The assigned worker has failed to complete the operation.
What it means
In general, if you ever see your workflow fail with PAPI error code 10. The assigned worker has failed to complete the operation, then one of two things happened:
- Your machine actually failed.
- The machine was preempted in such a way that it looks like machine failure.
This means that error code 10
is sort of a catch-all error message, and this error doesn't get re-tried, so more of you will tend to notice workflows failing with that error message.
Workarounds
- You can choose to turn preemptibles off, as this will take away the possibility of silent preemption failures.
- Use the attribute
maxRetries
to retry tasks that failed after your command fails with a non-zero return code, so that transient type failures get more attempts without manual intervention. - PAPI error code 10 can also occur for reasons related to insufficient memory or disk space. If the problem does not likely appear to be related to preemptibles or retries, we recommend increasing the allocated memory to see if you get farther in your task or if it resolves the issue. If increasing the memory does not resolve the issue, you can try increasing the disk size.
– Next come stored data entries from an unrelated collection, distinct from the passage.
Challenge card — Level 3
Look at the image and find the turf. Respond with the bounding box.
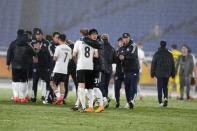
[0,88,197,131]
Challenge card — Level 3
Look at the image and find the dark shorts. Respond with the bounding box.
[92,71,101,88]
[12,68,28,82]
[51,72,67,85]
[77,70,94,89]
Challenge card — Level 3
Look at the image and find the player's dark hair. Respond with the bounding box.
[52,32,60,37]
[160,40,167,47]
[58,34,66,42]
[88,28,98,35]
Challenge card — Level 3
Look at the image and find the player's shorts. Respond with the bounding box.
[12,68,28,82]
[92,71,101,88]
[51,72,67,85]
[77,70,94,89]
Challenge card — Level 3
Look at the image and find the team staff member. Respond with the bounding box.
[151,41,175,107]
[31,28,52,103]
[114,38,124,108]
[119,33,139,109]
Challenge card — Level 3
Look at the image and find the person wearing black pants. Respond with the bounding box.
[157,78,169,104]
[119,33,139,109]
[114,37,124,108]
[64,41,78,101]
[151,41,175,107]
[99,34,116,107]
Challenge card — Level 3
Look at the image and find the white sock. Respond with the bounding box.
[27,79,33,97]
[19,82,27,99]
[75,97,80,107]
[54,89,61,98]
[12,82,19,98]
[93,88,103,106]
[103,97,108,103]
[87,89,93,108]
[78,87,86,109]
[40,80,46,96]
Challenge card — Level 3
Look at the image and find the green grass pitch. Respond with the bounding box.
[0,88,197,131]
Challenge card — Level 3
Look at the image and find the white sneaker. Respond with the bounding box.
[159,103,164,107]
[124,103,129,109]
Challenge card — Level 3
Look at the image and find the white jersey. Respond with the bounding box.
[53,44,72,74]
[73,40,97,71]
[138,48,145,73]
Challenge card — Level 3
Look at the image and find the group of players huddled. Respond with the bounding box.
[7,28,141,112]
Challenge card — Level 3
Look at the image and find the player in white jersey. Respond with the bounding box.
[50,34,72,105]
[73,29,99,112]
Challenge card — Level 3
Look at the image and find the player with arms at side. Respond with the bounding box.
[50,34,72,105]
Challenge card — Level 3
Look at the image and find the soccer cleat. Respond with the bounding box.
[41,96,45,101]
[95,106,104,113]
[55,96,63,105]
[13,97,20,103]
[128,101,134,109]
[163,99,168,107]
[124,103,129,109]
[71,105,79,111]
[85,107,94,113]
[25,96,31,101]
[31,98,37,103]
[159,103,164,107]
[21,98,28,103]
[115,103,120,108]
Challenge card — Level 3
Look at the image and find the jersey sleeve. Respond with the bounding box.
[73,41,79,53]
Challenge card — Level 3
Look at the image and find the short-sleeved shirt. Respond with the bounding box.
[73,40,97,71]
[53,44,72,74]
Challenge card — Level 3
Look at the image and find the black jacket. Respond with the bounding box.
[99,42,116,74]
[119,40,139,73]
[32,40,51,69]
[115,47,124,76]
[48,41,58,72]
[151,47,175,78]
[11,35,35,69]
[67,43,76,74]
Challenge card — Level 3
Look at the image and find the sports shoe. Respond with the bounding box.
[124,103,129,109]
[55,96,63,105]
[71,105,79,111]
[13,97,20,103]
[21,98,28,103]
[115,103,120,108]
[31,98,37,103]
[85,107,94,113]
[128,101,134,109]
[163,99,168,107]
[25,96,31,101]
[159,103,164,107]
[95,106,104,113]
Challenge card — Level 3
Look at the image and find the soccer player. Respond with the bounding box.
[7,32,35,103]
[73,28,99,112]
[168,44,182,99]
[136,42,147,101]
[7,29,25,101]
[50,34,72,105]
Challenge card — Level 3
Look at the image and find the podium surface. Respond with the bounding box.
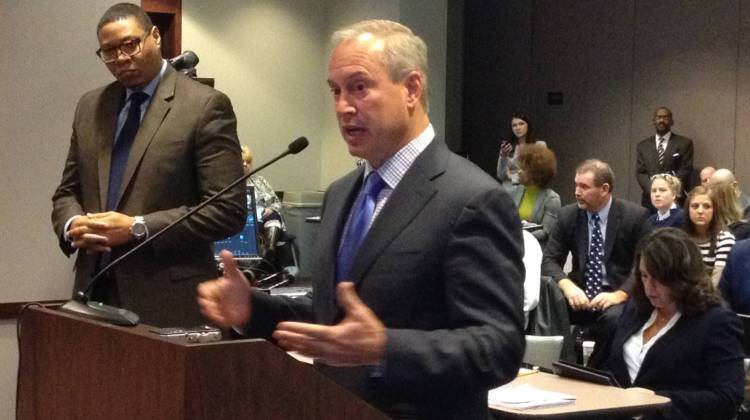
[17,305,389,419]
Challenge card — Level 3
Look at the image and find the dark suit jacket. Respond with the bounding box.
[542,198,652,294]
[604,301,745,420]
[719,239,750,314]
[636,133,694,203]
[245,139,525,419]
[51,66,246,326]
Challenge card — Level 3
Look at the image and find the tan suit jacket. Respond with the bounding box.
[52,66,246,326]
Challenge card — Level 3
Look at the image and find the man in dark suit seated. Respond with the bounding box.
[635,107,694,211]
[198,19,525,419]
[542,159,652,352]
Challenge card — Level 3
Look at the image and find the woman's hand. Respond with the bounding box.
[500,141,513,158]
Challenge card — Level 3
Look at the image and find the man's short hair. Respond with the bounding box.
[97,3,153,35]
[576,159,615,192]
[654,106,673,118]
[331,20,429,106]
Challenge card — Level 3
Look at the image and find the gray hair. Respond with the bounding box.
[331,19,429,106]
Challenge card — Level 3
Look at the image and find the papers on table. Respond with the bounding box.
[488,383,576,410]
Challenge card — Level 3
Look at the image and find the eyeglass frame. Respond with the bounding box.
[95,27,154,64]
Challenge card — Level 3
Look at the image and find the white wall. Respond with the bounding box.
[183,0,328,192]
[1,1,113,416]
[182,0,449,190]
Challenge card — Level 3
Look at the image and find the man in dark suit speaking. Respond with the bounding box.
[635,106,694,211]
[198,19,525,419]
[51,3,246,327]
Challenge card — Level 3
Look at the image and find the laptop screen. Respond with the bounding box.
[214,185,260,259]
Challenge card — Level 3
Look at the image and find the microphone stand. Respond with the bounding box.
[60,137,309,325]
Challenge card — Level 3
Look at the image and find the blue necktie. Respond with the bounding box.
[336,171,386,282]
[106,91,148,210]
[584,213,604,299]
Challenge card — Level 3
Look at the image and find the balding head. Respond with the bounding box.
[711,168,736,185]
[710,168,741,197]
[700,166,716,185]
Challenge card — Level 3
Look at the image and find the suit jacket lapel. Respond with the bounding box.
[604,198,620,261]
[347,141,444,287]
[97,84,125,211]
[317,169,364,324]
[117,67,176,209]
[576,209,588,270]
[635,313,684,384]
[531,188,546,222]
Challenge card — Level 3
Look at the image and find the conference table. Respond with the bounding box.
[490,371,671,418]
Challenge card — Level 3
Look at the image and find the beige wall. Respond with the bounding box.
[183,0,328,192]
[1,1,115,415]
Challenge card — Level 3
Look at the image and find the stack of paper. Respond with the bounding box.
[488,384,576,410]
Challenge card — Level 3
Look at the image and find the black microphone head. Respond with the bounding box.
[75,290,87,301]
[169,51,200,70]
[288,137,309,154]
[182,50,199,67]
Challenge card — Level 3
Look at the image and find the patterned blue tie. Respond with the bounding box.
[584,213,604,299]
[106,91,148,210]
[336,171,386,282]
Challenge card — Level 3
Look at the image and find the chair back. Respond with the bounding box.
[524,335,564,371]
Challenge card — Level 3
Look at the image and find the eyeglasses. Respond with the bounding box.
[96,28,152,63]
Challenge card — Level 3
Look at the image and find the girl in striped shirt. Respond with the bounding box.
[683,186,736,286]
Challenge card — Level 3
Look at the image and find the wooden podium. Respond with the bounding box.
[17,305,390,419]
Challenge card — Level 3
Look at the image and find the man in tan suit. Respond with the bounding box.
[51,3,245,327]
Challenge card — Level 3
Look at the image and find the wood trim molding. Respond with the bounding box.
[0,300,66,320]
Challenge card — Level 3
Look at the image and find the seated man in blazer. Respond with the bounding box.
[543,159,652,353]
[635,106,694,211]
[198,19,525,419]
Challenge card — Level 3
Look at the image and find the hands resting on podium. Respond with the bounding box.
[198,250,386,367]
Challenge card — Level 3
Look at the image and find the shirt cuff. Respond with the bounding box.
[63,215,82,242]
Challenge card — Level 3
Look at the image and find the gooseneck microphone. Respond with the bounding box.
[59,137,310,325]
[168,50,200,70]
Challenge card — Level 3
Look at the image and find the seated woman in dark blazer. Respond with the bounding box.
[506,144,560,246]
[601,228,745,420]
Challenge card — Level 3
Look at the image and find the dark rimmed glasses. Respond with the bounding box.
[96,28,152,63]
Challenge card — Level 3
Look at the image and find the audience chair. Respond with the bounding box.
[523,335,564,371]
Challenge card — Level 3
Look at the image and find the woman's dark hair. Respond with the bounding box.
[683,185,724,256]
[506,113,538,149]
[517,144,557,188]
[633,228,722,316]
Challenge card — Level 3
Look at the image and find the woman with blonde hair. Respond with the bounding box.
[647,173,684,228]
[710,182,750,240]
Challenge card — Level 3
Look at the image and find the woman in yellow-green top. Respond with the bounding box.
[507,144,561,246]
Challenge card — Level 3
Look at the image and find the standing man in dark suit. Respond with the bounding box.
[543,160,652,348]
[636,106,694,211]
[51,3,246,327]
[198,19,525,419]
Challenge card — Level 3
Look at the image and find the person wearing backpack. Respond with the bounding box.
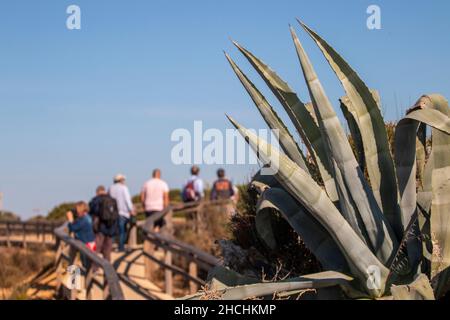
[182,166,204,202]
[89,185,118,262]
[210,168,235,201]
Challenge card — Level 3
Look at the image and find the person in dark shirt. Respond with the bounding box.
[89,185,118,262]
[210,168,235,201]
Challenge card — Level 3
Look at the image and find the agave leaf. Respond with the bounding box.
[418,152,434,215]
[394,94,450,297]
[409,95,450,217]
[225,52,309,172]
[425,95,450,297]
[232,40,338,202]
[340,96,365,170]
[304,102,318,126]
[395,96,450,274]
[391,274,435,300]
[393,114,423,276]
[416,124,427,189]
[430,166,450,295]
[257,187,350,272]
[387,213,421,284]
[207,266,260,291]
[227,115,389,297]
[250,168,282,195]
[299,21,402,239]
[184,271,353,300]
[255,208,280,251]
[290,26,397,265]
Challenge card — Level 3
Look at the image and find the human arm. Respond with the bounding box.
[163,182,169,208]
[164,192,169,208]
[68,215,89,233]
[140,186,146,208]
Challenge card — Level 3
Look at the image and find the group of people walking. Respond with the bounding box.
[66,166,237,265]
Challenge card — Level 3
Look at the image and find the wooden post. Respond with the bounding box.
[42,224,46,244]
[6,222,11,248]
[22,223,27,249]
[55,242,65,293]
[143,238,156,281]
[85,265,94,300]
[189,260,198,294]
[69,286,78,300]
[166,209,174,236]
[164,250,173,296]
[128,224,137,248]
[103,277,110,300]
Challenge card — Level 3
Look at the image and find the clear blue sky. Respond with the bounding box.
[0,0,449,218]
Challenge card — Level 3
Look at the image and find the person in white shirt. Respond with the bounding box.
[140,169,169,232]
[109,174,134,252]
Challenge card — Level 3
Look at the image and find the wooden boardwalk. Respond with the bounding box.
[0,201,225,300]
[56,247,174,300]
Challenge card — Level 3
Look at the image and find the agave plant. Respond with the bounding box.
[186,21,450,300]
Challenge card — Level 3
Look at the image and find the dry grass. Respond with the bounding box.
[0,246,54,300]
[174,203,232,256]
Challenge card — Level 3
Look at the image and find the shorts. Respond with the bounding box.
[145,211,166,229]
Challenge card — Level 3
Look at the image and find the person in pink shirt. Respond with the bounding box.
[140,169,169,232]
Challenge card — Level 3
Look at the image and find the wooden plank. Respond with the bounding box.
[85,265,94,300]
[22,223,27,249]
[6,222,11,248]
[164,250,173,296]
[128,225,137,248]
[142,252,204,286]
[189,261,199,294]
[143,239,156,281]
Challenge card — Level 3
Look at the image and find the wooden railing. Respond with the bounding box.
[139,204,221,296]
[54,223,125,300]
[0,220,60,248]
[0,200,231,300]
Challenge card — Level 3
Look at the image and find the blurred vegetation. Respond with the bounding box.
[0,211,20,222]
[27,215,48,222]
[225,122,405,280]
[46,202,76,221]
[174,202,232,256]
[0,247,54,299]
[230,184,322,278]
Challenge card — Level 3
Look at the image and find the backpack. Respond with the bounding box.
[213,179,233,200]
[182,180,197,202]
[98,195,119,227]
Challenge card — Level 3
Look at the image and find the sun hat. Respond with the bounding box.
[114,174,126,183]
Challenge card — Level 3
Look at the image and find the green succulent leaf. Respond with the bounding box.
[224,52,309,172]
[290,26,398,266]
[227,115,389,297]
[391,274,435,300]
[395,94,450,297]
[232,40,338,203]
[257,187,350,272]
[340,97,365,170]
[185,271,354,300]
[299,20,402,240]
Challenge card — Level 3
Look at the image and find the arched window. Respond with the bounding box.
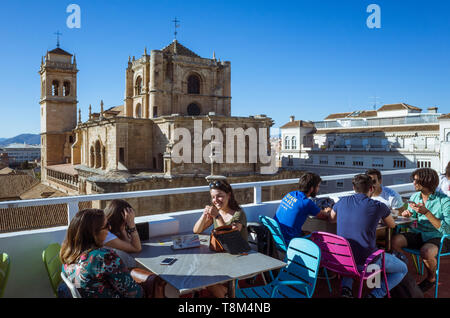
[187,74,200,94]
[284,136,290,150]
[63,81,70,96]
[135,76,142,95]
[135,103,142,118]
[291,136,297,150]
[101,146,106,170]
[90,146,95,168]
[95,140,101,168]
[187,103,201,116]
[52,80,59,96]
[447,132,450,142]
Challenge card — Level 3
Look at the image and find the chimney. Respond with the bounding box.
[428,107,438,114]
[290,115,295,122]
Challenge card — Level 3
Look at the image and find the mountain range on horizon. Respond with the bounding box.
[0,134,40,146]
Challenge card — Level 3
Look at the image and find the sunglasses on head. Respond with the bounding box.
[209,180,230,191]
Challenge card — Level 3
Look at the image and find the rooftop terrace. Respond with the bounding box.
[0,168,447,298]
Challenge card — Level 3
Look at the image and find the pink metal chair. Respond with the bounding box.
[310,231,390,298]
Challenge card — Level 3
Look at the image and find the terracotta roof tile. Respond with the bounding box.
[0,201,92,233]
[438,113,450,119]
[280,120,315,129]
[162,40,201,58]
[0,174,39,200]
[377,103,422,112]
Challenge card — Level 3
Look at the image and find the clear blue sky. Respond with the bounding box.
[0,0,449,138]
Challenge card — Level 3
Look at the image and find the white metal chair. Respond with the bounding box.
[60,271,82,298]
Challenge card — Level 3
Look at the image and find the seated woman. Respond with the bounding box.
[60,208,165,298]
[103,199,142,268]
[193,179,248,297]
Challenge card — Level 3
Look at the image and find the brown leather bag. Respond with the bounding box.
[130,268,166,298]
[209,225,237,252]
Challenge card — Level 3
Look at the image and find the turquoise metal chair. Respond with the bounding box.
[258,215,288,255]
[403,234,450,298]
[0,253,11,298]
[235,238,321,298]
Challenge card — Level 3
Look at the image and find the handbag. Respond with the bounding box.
[209,225,251,255]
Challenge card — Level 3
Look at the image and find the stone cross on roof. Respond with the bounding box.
[172,17,180,40]
[54,30,62,48]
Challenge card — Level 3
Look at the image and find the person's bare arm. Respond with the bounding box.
[382,214,396,229]
[193,206,214,234]
[105,207,142,253]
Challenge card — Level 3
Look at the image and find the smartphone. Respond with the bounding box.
[160,257,177,265]
[407,201,416,204]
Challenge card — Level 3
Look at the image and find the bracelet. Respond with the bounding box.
[127,226,137,234]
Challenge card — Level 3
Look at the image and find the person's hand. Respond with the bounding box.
[231,222,242,232]
[409,202,430,215]
[203,205,219,220]
[124,207,136,227]
[401,210,413,218]
[323,207,332,214]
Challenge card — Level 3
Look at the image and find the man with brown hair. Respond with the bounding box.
[274,172,331,245]
[329,174,406,298]
[392,168,450,292]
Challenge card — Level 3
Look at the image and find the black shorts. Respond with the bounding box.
[403,232,450,254]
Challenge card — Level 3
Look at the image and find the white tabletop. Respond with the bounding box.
[134,233,286,295]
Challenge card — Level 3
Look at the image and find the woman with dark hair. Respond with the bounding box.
[60,209,165,298]
[392,168,450,292]
[193,179,248,241]
[103,200,142,267]
[193,179,248,297]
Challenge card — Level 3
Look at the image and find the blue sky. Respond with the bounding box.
[0,0,449,138]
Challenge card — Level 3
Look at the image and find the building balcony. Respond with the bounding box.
[0,168,443,298]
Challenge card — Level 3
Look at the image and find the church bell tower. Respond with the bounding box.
[39,46,78,182]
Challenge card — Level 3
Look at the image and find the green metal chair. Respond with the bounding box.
[42,243,62,297]
[0,253,11,298]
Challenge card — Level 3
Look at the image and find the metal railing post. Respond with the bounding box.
[254,186,262,204]
[67,201,79,224]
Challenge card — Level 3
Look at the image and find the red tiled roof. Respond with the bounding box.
[280,120,315,129]
[377,103,422,112]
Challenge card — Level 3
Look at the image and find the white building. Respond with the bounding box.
[280,103,449,193]
[0,143,41,164]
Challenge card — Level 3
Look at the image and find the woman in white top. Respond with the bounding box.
[103,199,142,268]
[437,162,450,197]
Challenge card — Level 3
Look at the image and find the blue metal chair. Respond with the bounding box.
[235,238,321,298]
[402,234,450,298]
[258,215,288,256]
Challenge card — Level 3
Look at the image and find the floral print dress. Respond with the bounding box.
[63,247,143,298]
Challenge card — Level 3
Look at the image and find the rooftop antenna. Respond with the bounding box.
[369,95,381,110]
[54,30,62,48]
[172,17,180,40]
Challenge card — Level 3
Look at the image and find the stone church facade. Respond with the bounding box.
[39,40,302,214]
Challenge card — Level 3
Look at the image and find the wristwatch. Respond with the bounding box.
[127,226,137,234]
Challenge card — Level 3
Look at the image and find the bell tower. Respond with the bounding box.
[39,47,78,182]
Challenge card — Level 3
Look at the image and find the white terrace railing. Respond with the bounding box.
[0,169,416,297]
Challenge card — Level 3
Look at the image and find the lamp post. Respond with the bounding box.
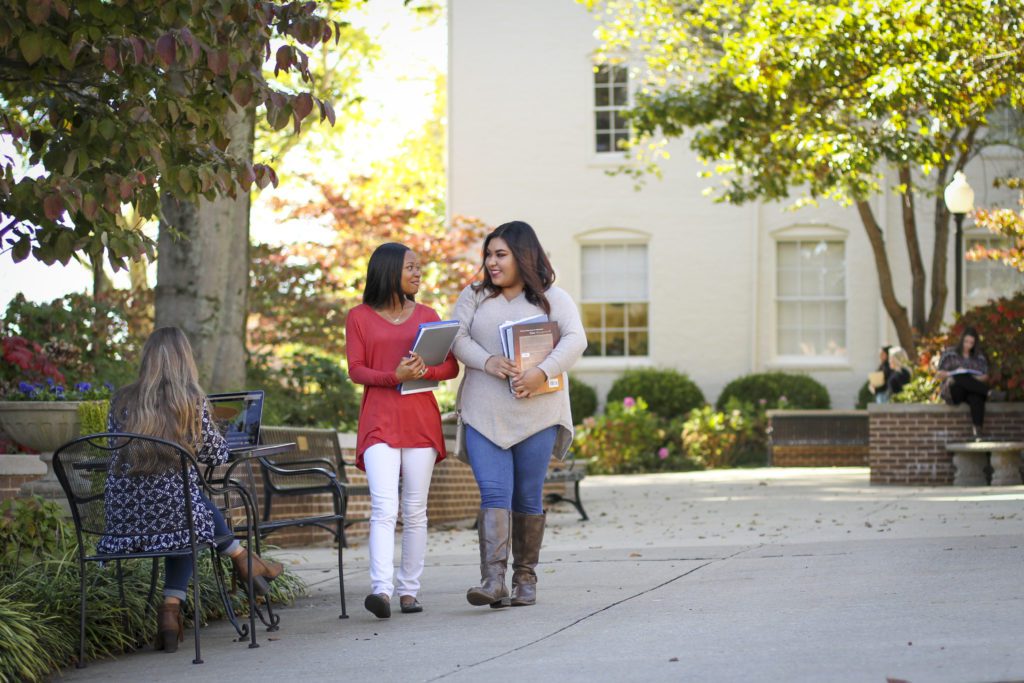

- Insufficient disk space is a common cause of the error when not allocating enough for the localization of the bams you are trying to process in the workflow.
What to look for
Sometimes your machine has truly crashed and has nothing to do with preemption, and in such cases it's worth looking into your logs to see if the job always crashes a certain number of mins into the process, or always when copying inputs/outputs or when pulling docker images. Those patterns could help indicate why your tasks are failing with error code 10
.